Equus is a play that reminds us why some clichés became clichés. Philosophical ideas communicated through a story of the unravelling of a troubled mind and its troubled history is a format that has been overdone. Narrative examination of a character’s influences and personal history to explain their crime, framed within a psychiatric setting, has likewise been employed far too many times. But in Equus it all hangs together perfectly. It might be a frame narrative within a frame narrative, but only this structure enables Shaffer to fully explore the viewpoints of the various different characters. And fundamentally, the troubled history of the mind can indeed be moving, devastating and catastrophic, and in Equus Shaffer shows us this without being cheesy or over the top.

The strongest criticism I can make of this play is that it is somewhat inaccessible in parts, since all but one of the characters are difficult to like or understand. However, that is as it should be. Dysart’s pretentions, Jill’s quirks, Mr Strang’s hypocrisy and Mrs Strang’s selfishness are all crucial to the relationships they have with Alan, and in the end the audience need only understand him and his experiences, something Shaffer ensures we do.
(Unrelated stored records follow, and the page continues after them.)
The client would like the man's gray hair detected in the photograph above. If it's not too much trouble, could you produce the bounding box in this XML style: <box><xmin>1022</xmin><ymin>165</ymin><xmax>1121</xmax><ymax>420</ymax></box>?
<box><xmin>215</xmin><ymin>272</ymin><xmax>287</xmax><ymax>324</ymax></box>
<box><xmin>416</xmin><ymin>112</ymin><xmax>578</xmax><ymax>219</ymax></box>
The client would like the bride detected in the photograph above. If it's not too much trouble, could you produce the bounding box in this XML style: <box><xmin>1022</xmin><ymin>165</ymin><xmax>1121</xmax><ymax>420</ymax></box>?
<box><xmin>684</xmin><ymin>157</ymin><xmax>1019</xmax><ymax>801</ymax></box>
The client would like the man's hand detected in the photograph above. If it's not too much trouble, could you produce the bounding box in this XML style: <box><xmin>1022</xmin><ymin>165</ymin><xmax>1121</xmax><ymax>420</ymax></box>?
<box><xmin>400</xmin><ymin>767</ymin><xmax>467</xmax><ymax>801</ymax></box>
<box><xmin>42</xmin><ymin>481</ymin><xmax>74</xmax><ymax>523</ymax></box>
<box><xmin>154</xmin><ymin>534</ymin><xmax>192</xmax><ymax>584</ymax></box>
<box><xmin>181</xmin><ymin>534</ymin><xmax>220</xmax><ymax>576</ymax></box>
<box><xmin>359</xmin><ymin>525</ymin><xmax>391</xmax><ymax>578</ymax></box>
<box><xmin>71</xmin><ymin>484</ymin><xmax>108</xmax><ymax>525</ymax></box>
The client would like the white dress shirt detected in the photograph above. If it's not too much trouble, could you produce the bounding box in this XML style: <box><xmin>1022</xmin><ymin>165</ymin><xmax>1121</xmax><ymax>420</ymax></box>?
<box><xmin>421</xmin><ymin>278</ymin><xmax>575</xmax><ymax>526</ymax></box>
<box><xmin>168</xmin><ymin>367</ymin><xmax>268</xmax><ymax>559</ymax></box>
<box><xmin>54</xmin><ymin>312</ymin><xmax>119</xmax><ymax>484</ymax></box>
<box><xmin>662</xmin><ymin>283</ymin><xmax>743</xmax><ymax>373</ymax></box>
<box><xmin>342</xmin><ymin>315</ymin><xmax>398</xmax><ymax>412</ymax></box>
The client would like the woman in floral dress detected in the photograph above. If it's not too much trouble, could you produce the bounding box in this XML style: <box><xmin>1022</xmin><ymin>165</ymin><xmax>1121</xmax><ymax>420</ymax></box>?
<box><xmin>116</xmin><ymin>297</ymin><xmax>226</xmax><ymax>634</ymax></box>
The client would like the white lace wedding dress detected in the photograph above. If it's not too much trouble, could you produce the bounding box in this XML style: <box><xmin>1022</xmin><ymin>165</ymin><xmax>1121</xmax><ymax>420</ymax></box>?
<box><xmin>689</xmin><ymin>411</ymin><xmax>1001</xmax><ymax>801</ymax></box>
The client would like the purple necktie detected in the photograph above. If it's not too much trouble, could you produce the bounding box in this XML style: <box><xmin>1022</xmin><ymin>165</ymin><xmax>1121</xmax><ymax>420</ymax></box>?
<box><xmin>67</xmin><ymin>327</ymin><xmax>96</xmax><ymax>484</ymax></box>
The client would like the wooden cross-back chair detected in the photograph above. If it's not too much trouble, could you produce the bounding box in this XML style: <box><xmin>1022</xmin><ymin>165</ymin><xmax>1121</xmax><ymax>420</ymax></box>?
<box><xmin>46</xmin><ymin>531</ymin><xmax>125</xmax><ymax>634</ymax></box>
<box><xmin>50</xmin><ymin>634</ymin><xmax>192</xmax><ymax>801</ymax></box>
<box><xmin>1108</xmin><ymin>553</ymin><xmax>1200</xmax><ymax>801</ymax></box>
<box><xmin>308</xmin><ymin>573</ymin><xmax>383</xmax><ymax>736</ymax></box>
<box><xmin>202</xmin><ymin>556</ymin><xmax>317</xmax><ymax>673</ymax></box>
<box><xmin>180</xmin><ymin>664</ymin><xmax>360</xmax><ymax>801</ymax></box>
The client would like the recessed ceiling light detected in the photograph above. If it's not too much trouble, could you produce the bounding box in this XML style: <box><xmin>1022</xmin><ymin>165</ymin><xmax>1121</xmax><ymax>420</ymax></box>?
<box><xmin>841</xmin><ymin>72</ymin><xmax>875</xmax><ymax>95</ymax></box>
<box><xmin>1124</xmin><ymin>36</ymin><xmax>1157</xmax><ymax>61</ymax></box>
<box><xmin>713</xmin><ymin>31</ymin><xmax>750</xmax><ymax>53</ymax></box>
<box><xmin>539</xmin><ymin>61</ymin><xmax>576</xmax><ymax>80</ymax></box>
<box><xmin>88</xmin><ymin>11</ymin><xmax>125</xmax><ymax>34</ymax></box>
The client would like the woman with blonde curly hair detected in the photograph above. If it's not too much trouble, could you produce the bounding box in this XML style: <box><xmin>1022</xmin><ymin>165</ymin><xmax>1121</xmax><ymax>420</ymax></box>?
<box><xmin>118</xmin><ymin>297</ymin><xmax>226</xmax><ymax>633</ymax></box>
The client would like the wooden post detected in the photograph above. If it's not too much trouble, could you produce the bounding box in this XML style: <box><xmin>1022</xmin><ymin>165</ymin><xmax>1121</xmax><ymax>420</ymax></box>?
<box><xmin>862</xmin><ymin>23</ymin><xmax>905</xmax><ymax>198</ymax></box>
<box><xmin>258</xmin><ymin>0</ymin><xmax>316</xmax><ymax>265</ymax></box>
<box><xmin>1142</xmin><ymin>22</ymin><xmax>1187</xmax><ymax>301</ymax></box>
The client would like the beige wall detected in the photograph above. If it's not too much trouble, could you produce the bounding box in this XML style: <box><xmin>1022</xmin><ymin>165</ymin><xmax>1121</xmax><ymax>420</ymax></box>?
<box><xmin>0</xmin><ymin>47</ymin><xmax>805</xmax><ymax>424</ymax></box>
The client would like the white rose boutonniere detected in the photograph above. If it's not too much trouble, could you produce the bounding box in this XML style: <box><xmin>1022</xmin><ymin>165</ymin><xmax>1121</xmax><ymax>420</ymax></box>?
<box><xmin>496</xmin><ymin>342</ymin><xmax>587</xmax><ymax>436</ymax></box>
A secularist society, politically, religiously and sexually open-minded to a degree unthinkable for most of history, while of course desirable, brings its own difficulties. The modern teenager, faced with wildly conflicting influences and censorships, but not unswervingly forced in one straight line, must rewrite the rulebook for him or herself. We are not only entitled to our views, we are socially required to have them, to select them, mould them or invent them entirely.

Alan Strang’s story is an extreme, but horribly plausible, example of a plight I fear many will find themselves in. Faced with a thousand different political debates and affiliations, a thousands religions and philosophies and a thousand possible sexualities, with everything from John Donne’s sadomasochistic addresses to God to vicious homophobia and political extremism readily available online, we find ourselves in turmoil perhaps even more than Alan. Alan’s passion, in every sense of the word, is a shockingly revealing portrayal of a torturous issue.